Microbial community assembly and dynamics within a mixed-use temperate watershed

Streams and rivers play key roles in global biogeochemical cycles, acting as major transport pathways and gatekeepers governing the movement of carbon and nutrients between land and sea. We are interested in the assembly and composition of the pelagic microbial communities of streams. Pelagic stream environments are inhabited by unique microbial communities that are distinct from the prevailing microbial populations of surrounding soils and the stream benthos.  We are utilizing high-throughput 16S rRNA gene sequencing to comprehensively characterize microbial community composition and dynamics across a large stream network.           

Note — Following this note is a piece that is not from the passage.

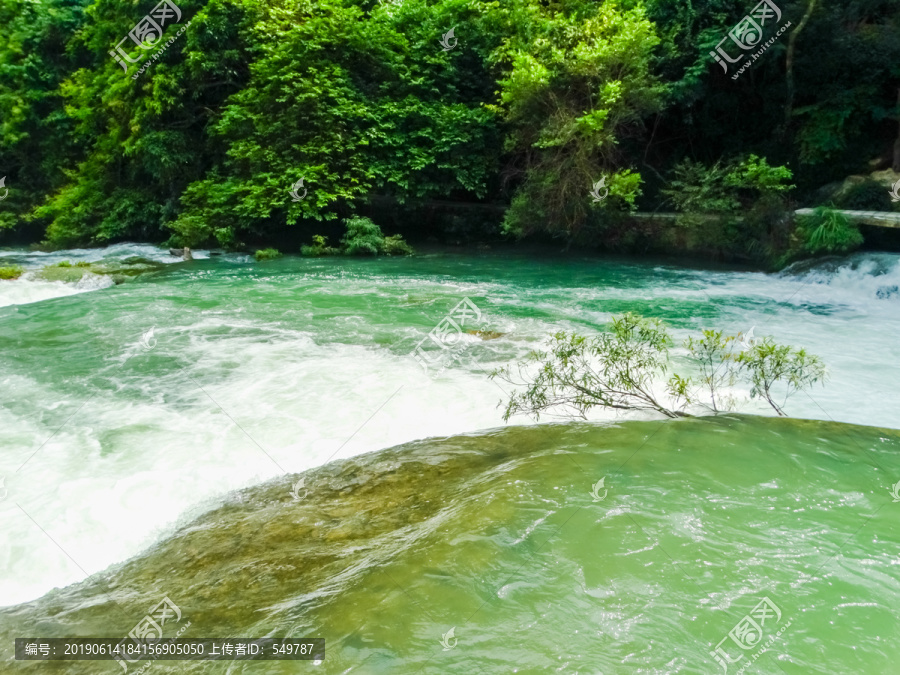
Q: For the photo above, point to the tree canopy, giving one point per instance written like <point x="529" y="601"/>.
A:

We have collected a time series of stream microbial community samples distributed throughout a mixed-use, temperate watershed.  We have found that small, headwater streams are typified by high-diversity microbial communities with low representation of known aquatic microbial taxa.  As water moves through the stream network, overall species diversity decreases while the relative abundance of aquatic microbes increases.  This is consistent with previous studies of low-disturbance environments.  However, for two of the five watershed surveys that we conducted, this pattern was disrupted, with species diversity remaining high and the abundance of aquatic microbes low across all stream orders.  We hypothesize that this disruption in community assembly was caused by precipitation-driven alterations in discharge and associated changes in dispersal of microbes from terrestrial environments and in-stream residence time.  Together, these data suggest that microbial community assembly in streams is a highly dynamic process that is shaped by both intrinsic properties of the stream and external environmental factors.